On Monday, 29 April 2013 at 06:26:44 UTC, Walter Bright wrote:
On 4/28/2013 2:05 AM, deadalnix wrote:
On Saturday, 27 April 2013 at 21:52:30 UTC, Walter Bright wrote:
On 4/27/2013 2:29 PM, Rob T wrote:
If bools are 1 bit ints, then why do we have 'true' and 'false' as keywords?

Because writing cast(bool)0 and cast(bool)1 is unappealing.

VRP say you don't need to.

You're implying there is no need for 1L or 1U either, but there is.

The other reason, mentioned before, is that without making them a keyword or standard type, people will inevitably create their own in one of many different, incompatible, ways.

The same could be said of booleans. If D does not have a proper logical boolean type rather than a "bit" then people will simply write their own (conflicting and likely inefficient) boolean types which work the way they expect.

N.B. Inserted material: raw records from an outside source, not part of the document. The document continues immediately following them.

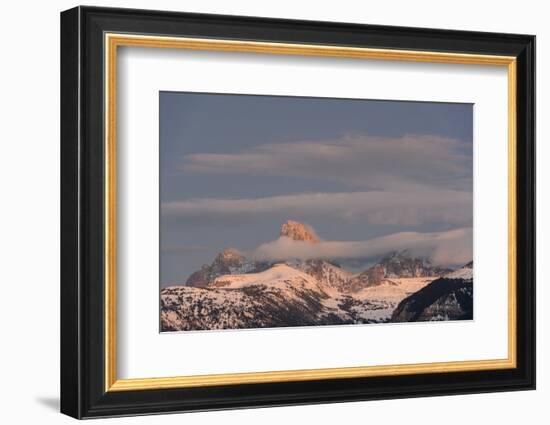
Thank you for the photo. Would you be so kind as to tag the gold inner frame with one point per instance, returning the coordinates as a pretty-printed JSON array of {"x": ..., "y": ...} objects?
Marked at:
[{"x": 113, "y": 41}]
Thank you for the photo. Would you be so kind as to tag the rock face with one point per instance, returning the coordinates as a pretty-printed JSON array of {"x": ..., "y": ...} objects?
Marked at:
[
  {"x": 395, "y": 265},
  {"x": 298, "y": 231},
  {"x": 228, "y": 261},
  {"x": 446, "y": 298},
  {"x": 234, "y": 292}
]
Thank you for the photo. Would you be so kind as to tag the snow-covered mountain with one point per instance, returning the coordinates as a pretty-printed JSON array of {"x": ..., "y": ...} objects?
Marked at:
[
  {"x": 447, "y": 298},
  {"x": 235, "y": 292},
  {"x": 229, "y": 261}
]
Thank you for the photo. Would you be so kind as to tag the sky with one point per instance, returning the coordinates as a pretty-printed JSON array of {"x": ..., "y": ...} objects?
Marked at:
[{"x": 368, "y": 176}]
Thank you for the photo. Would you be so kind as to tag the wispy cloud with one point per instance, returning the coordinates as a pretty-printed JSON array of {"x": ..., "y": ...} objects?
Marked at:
[
  {"x": 410, "y": 208},
  {"x": 452, "y": 247},
  {"x": 375, "y": 163}
]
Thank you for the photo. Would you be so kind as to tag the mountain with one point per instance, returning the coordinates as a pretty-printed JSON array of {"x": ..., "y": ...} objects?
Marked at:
[
  {"x": 280, "y": 296},
  {"x": 298, "y": 232},
  {"x": 327, "y": 273},
  {"x": 234, "y": 292},
  {"x": 395, "y": 265},
  {"x": 229, "y": 261},
  {"x": 447, "y": 298}
]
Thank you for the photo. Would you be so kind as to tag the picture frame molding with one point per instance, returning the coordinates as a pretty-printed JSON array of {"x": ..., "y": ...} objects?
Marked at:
[{"x": 89, "y": 41}]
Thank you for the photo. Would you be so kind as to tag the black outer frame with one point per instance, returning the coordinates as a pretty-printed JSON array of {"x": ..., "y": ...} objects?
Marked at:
[{"x": 82, "y": 219}]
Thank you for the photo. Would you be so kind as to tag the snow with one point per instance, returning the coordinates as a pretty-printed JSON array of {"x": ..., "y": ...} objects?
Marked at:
[
  {"x": 278, "y": 275},
  {"x": 465, "y": 273}
]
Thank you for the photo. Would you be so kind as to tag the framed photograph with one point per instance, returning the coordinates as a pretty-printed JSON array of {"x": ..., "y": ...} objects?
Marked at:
[{"x": 261, "y": 212}]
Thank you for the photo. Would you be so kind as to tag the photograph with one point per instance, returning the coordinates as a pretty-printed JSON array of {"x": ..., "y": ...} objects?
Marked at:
[{"x": 285, "y": 211}]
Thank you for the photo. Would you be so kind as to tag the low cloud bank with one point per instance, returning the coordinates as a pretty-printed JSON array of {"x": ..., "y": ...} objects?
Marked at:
[
  {"x": 449, "y": 248},
  {"x": 407, "y": 208}
]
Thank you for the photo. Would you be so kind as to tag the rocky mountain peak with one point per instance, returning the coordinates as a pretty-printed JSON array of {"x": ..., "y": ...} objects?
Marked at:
[
  {"x": 230, "y": 257},
  {"x": 298, "y": 231}
]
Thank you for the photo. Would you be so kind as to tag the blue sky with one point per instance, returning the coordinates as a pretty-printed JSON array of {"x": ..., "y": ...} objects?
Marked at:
[{"x": 235, "y": 167}]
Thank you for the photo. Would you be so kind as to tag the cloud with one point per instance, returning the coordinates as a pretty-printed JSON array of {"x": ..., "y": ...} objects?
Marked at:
[
  {"x": 451, "y": 247},
  {"x": 408, "y": 208},
  {"x": 374, "y": 163}
]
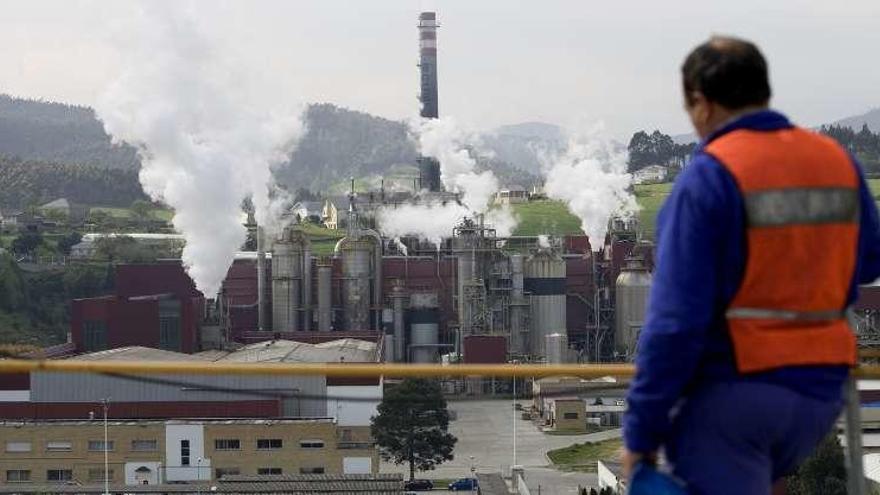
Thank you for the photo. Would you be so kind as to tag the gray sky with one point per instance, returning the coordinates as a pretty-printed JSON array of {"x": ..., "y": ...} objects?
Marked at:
[{"x": 570, "y": 62}]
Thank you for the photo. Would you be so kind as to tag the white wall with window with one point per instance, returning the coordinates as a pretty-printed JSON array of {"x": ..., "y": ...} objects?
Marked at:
[
  {"x": 142, "y": 473},
  {"x": 185, "y": 453},
  {"x": 353, "y": 412},
  {"x": 357, "y": 465}
]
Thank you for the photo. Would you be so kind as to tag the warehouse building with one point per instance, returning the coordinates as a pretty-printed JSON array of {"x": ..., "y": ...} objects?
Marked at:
[{"x": 155, "y": 452}]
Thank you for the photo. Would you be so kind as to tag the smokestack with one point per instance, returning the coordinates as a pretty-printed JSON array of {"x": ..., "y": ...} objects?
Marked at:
[{"x": 429, "y": 168}]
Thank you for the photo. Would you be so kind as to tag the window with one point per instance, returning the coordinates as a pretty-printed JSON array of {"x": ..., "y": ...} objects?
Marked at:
[
  {"x": 97, "y": 474},
  {"x": 268, "y": 443},
  {"x": 144, "y": 445},
  {"x": 95, "y": 335},
  {"x": 18, "y": 446},
  {"x": 59, "y": 475},
  {"x": 227, "y": 444},
  {"x": 59, "y": 446},
  {"x": 221, "y": 472},
  {"x": 184, "y": 452},
  {"x": 17, "y": 475},
  {"x": 98, "y": 445}
]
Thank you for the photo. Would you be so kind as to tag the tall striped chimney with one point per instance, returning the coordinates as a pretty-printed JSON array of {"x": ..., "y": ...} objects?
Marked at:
[{"x": 429, "y": 169}]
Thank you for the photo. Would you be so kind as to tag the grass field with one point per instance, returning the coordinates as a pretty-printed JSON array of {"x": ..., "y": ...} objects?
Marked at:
[
  {"x": 583, "y": 456},
  {"x": 158, "y": 213},
  {"x": 553, "y": 217}
]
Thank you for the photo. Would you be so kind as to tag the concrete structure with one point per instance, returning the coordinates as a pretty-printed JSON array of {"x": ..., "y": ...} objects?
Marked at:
[
  {"x": 152, "y": 452},
  {"x": 511, "y": 195},
  {"x": 544, "y": 281},
  {"x": 565, "y": 414},
  {"x": 631, "y": 296}
]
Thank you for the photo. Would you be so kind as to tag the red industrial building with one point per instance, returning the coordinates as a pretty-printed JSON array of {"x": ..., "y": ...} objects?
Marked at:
[{"x": 154, "y": 305}]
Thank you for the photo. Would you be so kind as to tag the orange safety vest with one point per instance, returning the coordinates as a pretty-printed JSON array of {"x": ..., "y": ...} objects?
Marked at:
[{"x": 801, "y": 198}]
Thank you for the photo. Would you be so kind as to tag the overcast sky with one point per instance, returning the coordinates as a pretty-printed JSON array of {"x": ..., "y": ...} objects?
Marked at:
[{"x": 569, "y": 62}]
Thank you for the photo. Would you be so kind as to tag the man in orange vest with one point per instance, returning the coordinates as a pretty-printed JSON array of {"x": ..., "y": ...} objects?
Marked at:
[{"x": 760, "y": 247}]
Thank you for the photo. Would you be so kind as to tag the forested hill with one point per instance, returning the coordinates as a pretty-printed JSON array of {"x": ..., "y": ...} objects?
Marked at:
[
  {"x": 338, "y": 144},
  {"x": 24, "y": 183},
  {"x": 56, "y": 132}
]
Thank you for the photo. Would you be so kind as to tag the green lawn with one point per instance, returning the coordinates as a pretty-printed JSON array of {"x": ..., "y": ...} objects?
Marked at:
[
  {"x": 116, "y": 212},
  {"x": 552, "y": 217},
  {"x": 583, "y": 456}
]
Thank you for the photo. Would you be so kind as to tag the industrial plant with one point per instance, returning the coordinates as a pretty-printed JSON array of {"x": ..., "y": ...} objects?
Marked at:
[{"x": 475, "y": 297}]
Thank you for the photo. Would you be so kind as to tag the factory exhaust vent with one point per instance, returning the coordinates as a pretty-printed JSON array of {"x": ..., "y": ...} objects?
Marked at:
[{"x": 429, "y": 169}]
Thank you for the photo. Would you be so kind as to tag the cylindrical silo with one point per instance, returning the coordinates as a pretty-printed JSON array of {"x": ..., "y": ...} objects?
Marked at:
[
  {"x": 631, "y": 300},
  {"x": 424, "y": 320},
  {"x": 287, "y": 262},
  {"x": 518, "y": 343},
  {"x": 398, "y": 303},
  {"x": 356, "y": 256},
  {"x": 544, "y": 281},
  {"x": 557, "y": 348},
  {"x": 325, "y": 299}
]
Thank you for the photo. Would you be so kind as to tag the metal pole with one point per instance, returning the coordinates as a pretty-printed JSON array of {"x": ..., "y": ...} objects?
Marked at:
[
  {"x": 514, "y": 421},
  {"x": 106, "y": 405},
  {"x": 854, "y": 470}
]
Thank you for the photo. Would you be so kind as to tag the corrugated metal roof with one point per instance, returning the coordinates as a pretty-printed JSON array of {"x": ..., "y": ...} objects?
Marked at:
[
  {"x": 137, "y": 353},
  {"x": 288, "y": 351},
  {"x": 379, "y": 484}
]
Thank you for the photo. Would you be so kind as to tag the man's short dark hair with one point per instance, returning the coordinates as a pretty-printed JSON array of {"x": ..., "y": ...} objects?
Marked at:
[{"x": 728, "y": 71}]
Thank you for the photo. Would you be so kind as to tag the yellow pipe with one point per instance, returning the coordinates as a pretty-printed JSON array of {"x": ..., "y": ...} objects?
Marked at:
[
  {"x": 339, "y": 369},
  {"x": 332, "y": 369}
]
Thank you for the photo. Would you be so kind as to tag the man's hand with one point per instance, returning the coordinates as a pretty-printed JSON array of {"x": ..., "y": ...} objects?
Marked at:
[{"x": 630, "y": 459}]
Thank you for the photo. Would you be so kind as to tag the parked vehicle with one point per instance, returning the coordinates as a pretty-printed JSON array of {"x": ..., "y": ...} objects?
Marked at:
[
  {"x": 418, "y": 485},
  {"x": 463, "y": 484}
]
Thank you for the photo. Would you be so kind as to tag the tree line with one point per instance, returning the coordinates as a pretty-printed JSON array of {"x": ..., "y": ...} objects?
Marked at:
[{"x": 26, "y": 183}]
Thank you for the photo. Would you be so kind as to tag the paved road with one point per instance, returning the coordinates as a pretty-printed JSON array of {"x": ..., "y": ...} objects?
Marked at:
[{"x": 485, "y": 432}]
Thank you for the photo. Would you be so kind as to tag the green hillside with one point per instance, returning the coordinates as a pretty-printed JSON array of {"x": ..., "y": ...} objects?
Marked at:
[{"x": 552, "y": 217}]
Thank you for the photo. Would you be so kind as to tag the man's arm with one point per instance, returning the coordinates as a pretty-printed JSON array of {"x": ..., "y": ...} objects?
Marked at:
[{"x": 699, "y": 222}]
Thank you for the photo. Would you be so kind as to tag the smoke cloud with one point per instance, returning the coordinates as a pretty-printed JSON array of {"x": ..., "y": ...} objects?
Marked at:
[
  {"x": 590, "y": 177},
  {"x": 207, "y": 128},
  {"x": 450, "y": 144},
  {"x": 447, "y": 142}
]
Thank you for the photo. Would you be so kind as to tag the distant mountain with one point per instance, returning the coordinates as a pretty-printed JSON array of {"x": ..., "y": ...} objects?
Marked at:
[
  {"x": 871, "y": 117},
  {"x": 56, "y": 132},
  {"x": 521, "y": 145}
]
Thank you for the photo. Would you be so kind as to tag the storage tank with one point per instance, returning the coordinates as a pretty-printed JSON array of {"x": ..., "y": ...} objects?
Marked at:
[
  {"x": 398, "y": 303},
  {"x": 557, "y": 348},
  {"x": 356, "y": 256},
  {"x": 544, "y": 282},
  {"x": 325, "y": 291},
  {"x": 519, "y": 330},
  {"x": 287, "y": 280},
  {"x": 631, "y": 300},
  {"x": 424, "y": 326}
]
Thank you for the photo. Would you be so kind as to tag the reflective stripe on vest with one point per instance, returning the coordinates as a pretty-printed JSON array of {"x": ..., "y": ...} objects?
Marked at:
[
  {"x": 805, "y": 206},
  {"x": 800, "y": 192}
]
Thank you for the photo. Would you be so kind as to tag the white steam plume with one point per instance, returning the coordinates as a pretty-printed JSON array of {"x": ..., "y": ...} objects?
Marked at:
[
  {"x": 590, "y": 177},
  {"x": 450, "y": 144},
  {"x": 447, "y": 142},
  {"x": 206, "y": 130}
]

I've actually used a language where boolean is effectively a 1-bit integer, and I can safely say that I have never found a single advantage over a language with more strongly type booleans which can implicitly be cast to int, but not the other way around. On the other hand the disadvantages are quite extensive: confusion for anyone who has ever used any other high level language, confusing overload resolution as shown in this thread, special cases (booleans convert by comparison rather than truncation, obviously truncation would be stupid but I think this is more of a reason to ditch integer booleans rather than to introduce a special case), different meaning (an integer is a number, a boolean is more like a yes/no enum and that is how it will be used in almost all code regardless of how it is defined in the language), etc.